Christians have been at the heart all the reform movements in America: abolitionism, the Social Gospel, civil rights, progressivism, even anti-Communism during the Cold War. It’s not impossible that their countercultural witness today may show many who will never become Christian themselves that the shift in our social mores is not liberation.

But it’s a long shot. Reno writes of creating a “national culture not dominated by Christians but leavened by them.” A worthy goal, and it’s worked, partly, in the past. Christian Democracy in Europe and globally, created parties and programs “of Christian inspiration.” These, by their nature, were never very robust, but they kept Western Europe from going Communist after World War II.

They did not, however, succeed against a subtler opponent: the secularism and nihilism in Europe. Perhaps America will prove to be an exception in this as in so much else.

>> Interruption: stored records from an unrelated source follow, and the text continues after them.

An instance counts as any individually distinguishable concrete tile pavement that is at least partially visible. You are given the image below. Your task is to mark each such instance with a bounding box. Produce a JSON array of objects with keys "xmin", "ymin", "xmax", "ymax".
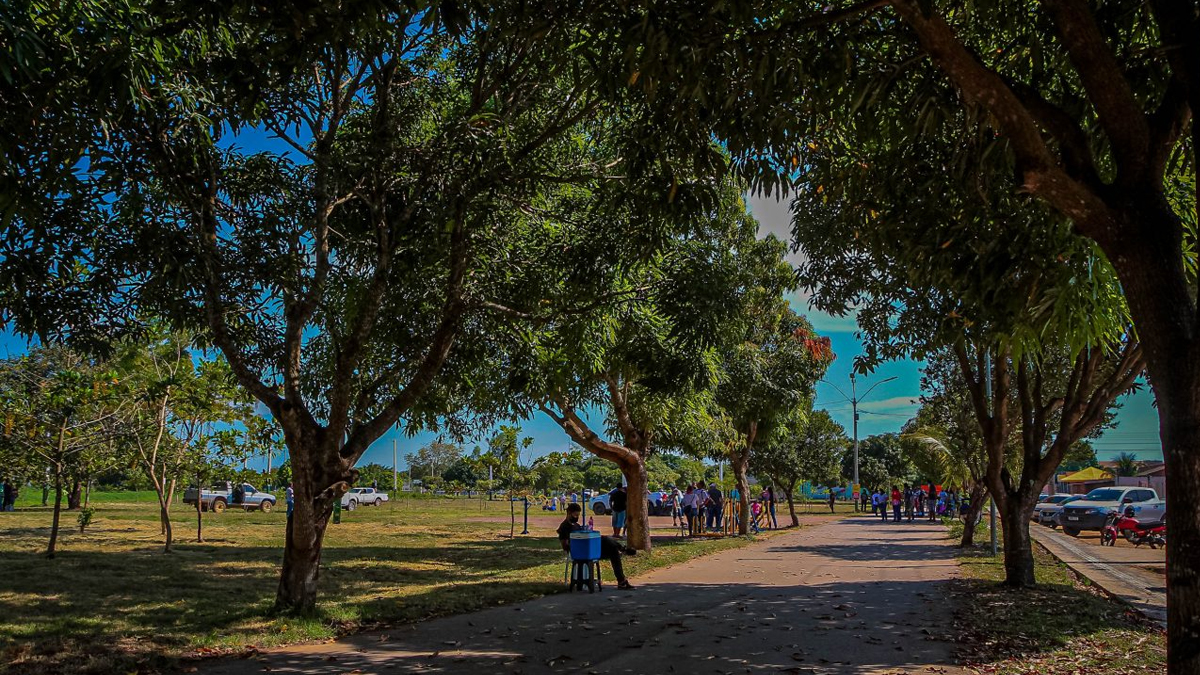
[
  {"xmin": 200, "ymin": 518, "xmax": 961, "ymax": 675},
  {"xmin": 1030, "ymin": 525, "xmax": 1166, "ymax": 627}
]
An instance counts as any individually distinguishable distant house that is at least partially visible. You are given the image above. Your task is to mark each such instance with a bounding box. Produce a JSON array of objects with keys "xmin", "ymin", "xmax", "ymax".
[
  {"xmin": 1117, "ymin": 461, "xmax": 1166, "ymax": 498},
  {"xmin": 1058, "ymin": 466, "xmax": 1116, "ymax": 495}
]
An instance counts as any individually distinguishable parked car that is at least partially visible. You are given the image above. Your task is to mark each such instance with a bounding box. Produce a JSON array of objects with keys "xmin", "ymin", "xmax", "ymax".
[
  {"xmin": 589, "ymin": 490, "xmax": 671, "ymax": 515},
  {"xmin": 1033, "ymin": 487, "xmax": 1084, "ymax": 527},
  {"xmin": 1030, "ymin": 492, "xmax": 1070, "ymax": 522},
  {"xmin": 342, "ymin": 488, "xmax": 388, "ymax": 510},
  {"xmin": 184, "ymin": 480, "xmax": 276, "ymax": 513},
  {"xmin": 1058, "ymin": 486, "xmax": 1166, "ymax": 537}
]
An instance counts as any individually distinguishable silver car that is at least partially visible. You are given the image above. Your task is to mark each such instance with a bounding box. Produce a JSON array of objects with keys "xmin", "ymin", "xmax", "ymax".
[{"xmin": 1033, "ymin": 495, "xmax": 1084, "ymax": 527}]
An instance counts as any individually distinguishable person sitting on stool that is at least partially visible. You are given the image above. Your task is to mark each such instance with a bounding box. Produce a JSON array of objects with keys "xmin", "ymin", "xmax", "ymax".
[{"xmin": 558, "ymin": 503, "xmax": 637, "ymax": 591}]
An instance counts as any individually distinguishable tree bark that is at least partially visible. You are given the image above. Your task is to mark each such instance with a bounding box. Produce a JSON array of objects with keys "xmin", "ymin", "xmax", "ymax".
[
  {"xmin": 959, "ymin": 483, "xmax": 988, "ymax": 549},
  {"xmin": 730, "ymin": 446, "xmax": 748, "ymax": 534},
  {"xmin": 620, "ymin": 458, "xmax": 650, "ymax": 551},
  {"xmin": 1151, "ymin": 369, "xmax": 1200, "ymax": 675},
  {"xmin": 275, "ymin": 471, "xmax": 341, "ymax": 615},
  {"xmin": 196, "ymin": 494, "xmax": 204, "ymax": 544},
  {"xmin": 67, "ymin": 477, "xmax": 83, "ymax": 510},
  {"xmin": 776, "ymin": 480, "xmax": 800, "ymax": 527},
  {"xmin": 996, "ymin": 495, "xmax": 1037, "ymax": 589},
  {"xmin": 158, "ymin": 495, "xmax": 172, "ymax": 554},
  {"xmin": 46, "ymin": 472, "xmax": 62, "ymax": 557}
]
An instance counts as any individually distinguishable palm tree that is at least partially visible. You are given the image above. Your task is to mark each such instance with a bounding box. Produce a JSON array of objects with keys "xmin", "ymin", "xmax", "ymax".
[{"xmin": 1114, "ymin": 453, "xmax": 1140, "ymax": 476}]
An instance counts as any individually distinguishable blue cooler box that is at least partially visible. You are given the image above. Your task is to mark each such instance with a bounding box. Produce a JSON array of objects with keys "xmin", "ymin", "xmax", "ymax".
[{"xmin": 571, "ymin": 532, "xmax": 600, "ymax": 560}]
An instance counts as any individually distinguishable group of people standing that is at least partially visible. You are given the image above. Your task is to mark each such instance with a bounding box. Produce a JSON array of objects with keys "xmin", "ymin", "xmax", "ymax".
[
  {"xmin": 863, "ymin": 485, "xmax": 961, "ymax": 522},
  {"xmin": 671, "ymin": 480, "xmax": 779, "ymax": 534},
  {"xmin": 0, "ymin": 480, "xmax": 17, "ymax": 510}
]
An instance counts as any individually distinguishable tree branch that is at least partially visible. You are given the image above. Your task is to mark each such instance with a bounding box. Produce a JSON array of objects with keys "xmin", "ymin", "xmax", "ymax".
[{"xmin": 1042, "ymin": 0, "xmax": 1150, "ymax": 185}]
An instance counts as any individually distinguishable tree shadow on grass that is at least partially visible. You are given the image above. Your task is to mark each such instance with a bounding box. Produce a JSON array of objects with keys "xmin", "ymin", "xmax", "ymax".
[
  {"xmin": 952, "ymin": 550, "xmax": 1165, "ymax": 673},
  {"xmin": 0, "ymin": 537, "xmax": 563, "ymax": 673}
]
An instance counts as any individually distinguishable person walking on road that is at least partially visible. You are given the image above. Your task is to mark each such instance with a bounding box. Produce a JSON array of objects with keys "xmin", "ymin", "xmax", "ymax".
[
  {"xmin": 707, "ymin": 483, "xmax": 725, "ymax": 532},
  {"xmin": 608, "ymin": 485, "xmax": 629, "ymax": 537},
  {"xmin": 764, "ymin": 485, "xmax": 779, "ymax": 530},
  {"xmin": 0, "ymin": 480, "xmax": 17, "ymax": 510}
]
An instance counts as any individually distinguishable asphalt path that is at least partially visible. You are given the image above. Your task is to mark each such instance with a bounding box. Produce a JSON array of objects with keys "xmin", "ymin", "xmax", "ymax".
[{"xmin": 199, "ymin": 518, "xmax": 961, "ymax": 675}]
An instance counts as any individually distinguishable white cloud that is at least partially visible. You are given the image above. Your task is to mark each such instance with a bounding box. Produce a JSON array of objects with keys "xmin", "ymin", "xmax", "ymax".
[{"xmin": 858, "ymin": 396, "xmax": 920, "ymax": 412}]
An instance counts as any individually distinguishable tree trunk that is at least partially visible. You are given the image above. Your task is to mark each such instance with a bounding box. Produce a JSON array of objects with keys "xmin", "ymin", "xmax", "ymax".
[
  {"xmin": 158, "ymin": 496, "xmax": 172, "ymax": 554},
  {"xmin": 1152, "ymin": 384, "xmax": 1200, "ymax": 675},
  {"xmin": 46, "ymin": 473, "xmax": 62, "ymax": 557},
  {"xmin": 959, "ymin": 483, "xmax": 988, "ymax": 549},
  {"xmin": 67, "ymin": 477, "xmax": 83, "ymax": 510},
  {"xmin": 776, "ymin": 480, "xmax": 800, "ymax": 527},
  {"xmin": 730, "ymin": 446, "xmax": 748, "ymax": 534},
  {"xmin": 620, "ymin": 459, "xmax": 650, "ymax": 551},
  {"xmin": 996, "ymin": 494, "xmax": 1037, "ymax": 589},
  {"xmin": 275, "ymin": 475, "xmax": 341, "ymax": 615}
]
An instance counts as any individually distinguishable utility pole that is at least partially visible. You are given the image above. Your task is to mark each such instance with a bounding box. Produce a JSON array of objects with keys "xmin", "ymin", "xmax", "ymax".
[{"xmin": 821, "ymin": 371, "xmax": 896, "ymax": 485}]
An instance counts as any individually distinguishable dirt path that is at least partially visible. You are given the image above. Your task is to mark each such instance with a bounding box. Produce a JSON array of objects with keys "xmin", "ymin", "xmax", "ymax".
[{"xmin": 200, "ymin": 518, "xmax": 960, "ymax": 675}]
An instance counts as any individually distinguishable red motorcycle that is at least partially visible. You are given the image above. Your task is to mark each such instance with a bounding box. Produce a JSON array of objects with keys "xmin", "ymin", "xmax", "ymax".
[{"xmin": 1100, "ymin": 507, "xmax": 1166, "ymax": 549}]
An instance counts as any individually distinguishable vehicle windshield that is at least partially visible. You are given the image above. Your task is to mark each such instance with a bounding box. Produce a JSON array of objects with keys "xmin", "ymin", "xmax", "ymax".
[{"xmin": 1085, "ymin": 488, "xmax": 1124, "ymax": 502}]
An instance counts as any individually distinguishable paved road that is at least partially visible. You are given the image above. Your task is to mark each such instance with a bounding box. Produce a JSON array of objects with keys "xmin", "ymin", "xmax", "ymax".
[
  {"xmin": 1030, "ymin": 524, "xmax": 1166, "ymax": 626},
  {"xmin": 200, "ymin": 518, "xmax": 961, "ymax": 675}
]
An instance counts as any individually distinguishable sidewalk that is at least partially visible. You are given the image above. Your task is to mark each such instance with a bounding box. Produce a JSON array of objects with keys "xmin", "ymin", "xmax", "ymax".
[
  {"xmin": 199, "ymin": 518, "xmax": 961, "ymax": 675},
  {"xmin": 1030, "ymin": 524, "xmax": 1166, "ymax": 627}
]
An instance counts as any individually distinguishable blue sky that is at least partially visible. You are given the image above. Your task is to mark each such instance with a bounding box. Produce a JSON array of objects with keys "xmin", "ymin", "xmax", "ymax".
[{"xmin": 0, "ymin": 189, "xmax": 1162, "ymax": 470}]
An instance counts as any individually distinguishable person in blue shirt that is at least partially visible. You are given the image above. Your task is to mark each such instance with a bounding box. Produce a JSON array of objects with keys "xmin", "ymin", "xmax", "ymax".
[{"xmin": 558, "ymin": 504, "xmax": 637, "ymax": 591}]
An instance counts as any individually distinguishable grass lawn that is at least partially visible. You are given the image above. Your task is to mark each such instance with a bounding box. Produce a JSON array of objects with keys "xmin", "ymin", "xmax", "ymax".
[
  {"xmin": 0, "ymin": 491, "xmax": 782, "ymax": 675},
  {"xmin": 950, "ymin": 519, "xmax": 1166, "ymax": 675}
]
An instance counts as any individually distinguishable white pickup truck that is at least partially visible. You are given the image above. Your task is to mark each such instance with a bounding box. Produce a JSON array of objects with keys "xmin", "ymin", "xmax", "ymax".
[
  {"xmin": 342, "ymin": 488, "xmax": 388, "ymax": 510},
  {"xmin": 1058, "ymin": 485, "xmax": 1166, "ymax": 537}
]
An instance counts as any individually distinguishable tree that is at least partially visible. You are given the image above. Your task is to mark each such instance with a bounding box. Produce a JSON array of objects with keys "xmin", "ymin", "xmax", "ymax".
[
  {"xmin": 750, "ymin": 408, "xmax": 847, "ymax": 526},
  {"xmin": 484, "ymin": 177, "xmax": 790, "ymax": 551},
  {"xmin": 714, "ymin": 303, "xmax": 834, "ymax": 534},
  {"xmin": 0, "ymin": 347, "xmax": 124, "ymax": 557},
  {"xmin": 487, "ymin": 425, "xmax": 533, "ymax": 538},
  {"xmin": 576, "ymin": 5, "xmax": 1200, "ymax": 674},
  {"xmin": 404, "ymin": 441, "xmax": 462, "ymax": 479},
  {"xmin": 902, "ymin": 350, "xmax": 993, "ymax": 548},
  {"xmin": 115, "ymin": 333, "xmax": 252, "ymax": 552},
  {"xmin": 1058, "ymin": 441, "xmax": 1099, "ymax": 471},
  {"xmin": 0, "ymin": 2, "xmax": 720, "ymax": 613},
  {"xmin": 841, "ymin": 434, "xmax": 917, "ymax": 490},
  {"xmin": 793, "ymin": 44, "xmax": 1144, "ymax": 586}
]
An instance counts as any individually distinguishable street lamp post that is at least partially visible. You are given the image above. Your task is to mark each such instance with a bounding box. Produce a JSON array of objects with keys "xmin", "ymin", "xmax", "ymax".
[{"xmin": 821, "ymin": 372, "xmax": 896, "ymax": 499}]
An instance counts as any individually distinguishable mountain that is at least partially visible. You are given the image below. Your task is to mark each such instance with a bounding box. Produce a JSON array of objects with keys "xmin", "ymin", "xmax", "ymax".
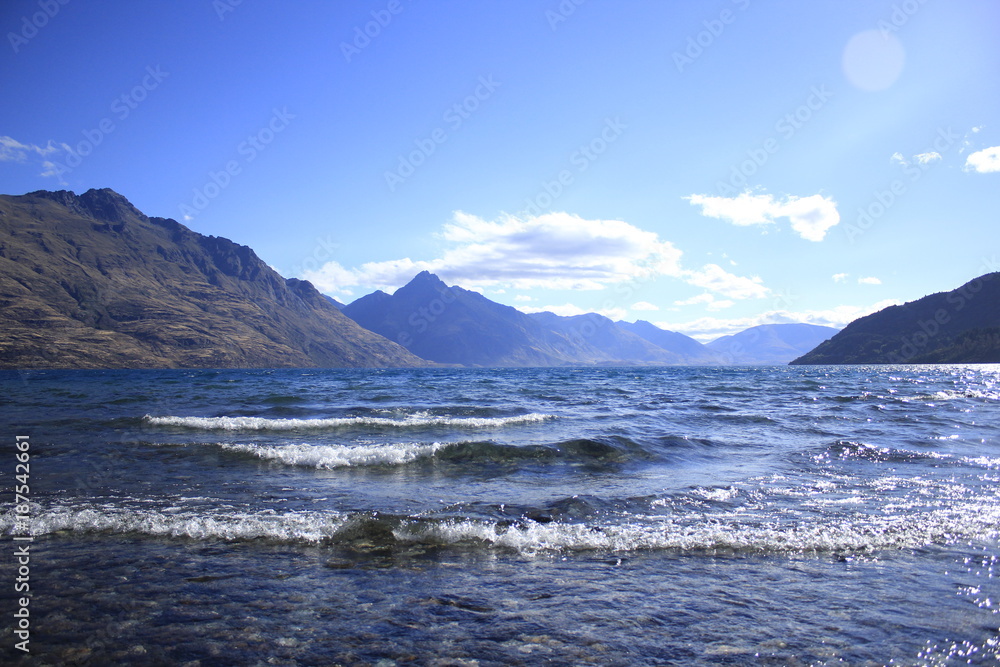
[
  {"xmin": 792, "ymin": 273, "xmax": 1000, "ymax": 364},
  {"xmin": 0, "ymin": 189, "xmax": 426, "ymax": 368},
  {"xmin": 616, "ymin": 320, "xmax": 721, "ymax": 365},
  {"xmin": 706, "ymin": 324, "xmax": 838, "ymax": 365},
  {"xmin": 341, "ymin": 271, "xmax": 571, "ymax": 366},
  {"xmin": 529, "ymin": 312, "xmax": 700, "ymax": 365},
  {"xmin": 343, "ymin": 271, "xmax": 704, "ymax": 366}
]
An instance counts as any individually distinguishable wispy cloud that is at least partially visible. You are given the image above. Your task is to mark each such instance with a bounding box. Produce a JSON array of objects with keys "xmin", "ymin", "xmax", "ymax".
[
  {"xmin": 300, "ymin": 212, "xmax": 768, "ymax": 299},
  {"xmin": 518, "ymin": 303, "xmax": 627, "ymax": 321},
  {"xmin": 685, "ymin": 191, "xmax": 840, "ymax": 241},
  {"xmin": 0, "ymin": 135, "xmax": 62, "ymax": 162},
  {"xmin": 685, "ymin": 264, "xmax": 771, "ymax": 299},
  {"xmin": 889, "ymin": 151, "xmax": 941, "ymax": 167},
  {"xmin": 674, "ymin": 292, "xmax": 736, "ymax": 311},
  {"xmin": 965, "ymin": 146, "xmax": 1000, "ymax": 174},
  {"xmin": 631, "ymin": 301, "xmax": 660, "ymax": 310}
]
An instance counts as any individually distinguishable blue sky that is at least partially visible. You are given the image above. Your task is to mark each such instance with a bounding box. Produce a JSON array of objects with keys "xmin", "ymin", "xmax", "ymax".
[{"xmin": 0, "ymin": 0, "xmax": 1000, "ymax": 340}]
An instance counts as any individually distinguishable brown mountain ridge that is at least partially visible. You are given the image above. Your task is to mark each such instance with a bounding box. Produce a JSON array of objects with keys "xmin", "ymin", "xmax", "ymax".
[{"xmin": 0, "ymin": 189, "xmax": 427, "ymax": 368}]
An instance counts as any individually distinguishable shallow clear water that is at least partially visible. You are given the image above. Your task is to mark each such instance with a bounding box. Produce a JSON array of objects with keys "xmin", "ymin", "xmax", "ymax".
[{"xmin": 0, "ymin": 366, "xmax": 1000, "ymax": 665}]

The physicist Stephen Hawking once asked a question about his own brilliant theories: “What is it that breathes fire into the equations and makes a universe for them to describe?” It’s a problem for many intellectual efforts, especially those aimed at social reform: what will bring these truths to life?

The obvious answer: the fire of the Holy Spirit. If anyone is paying attention.

Robert Royal is editor-in-chief of The Catholic Thing and president of the Faith & Reason Institute in Washington, D.C. His most recent books are Columbus and the Crisis of the West and A Deeper Vision: The Catholic Intellectual Tradition in the Twentieth Century.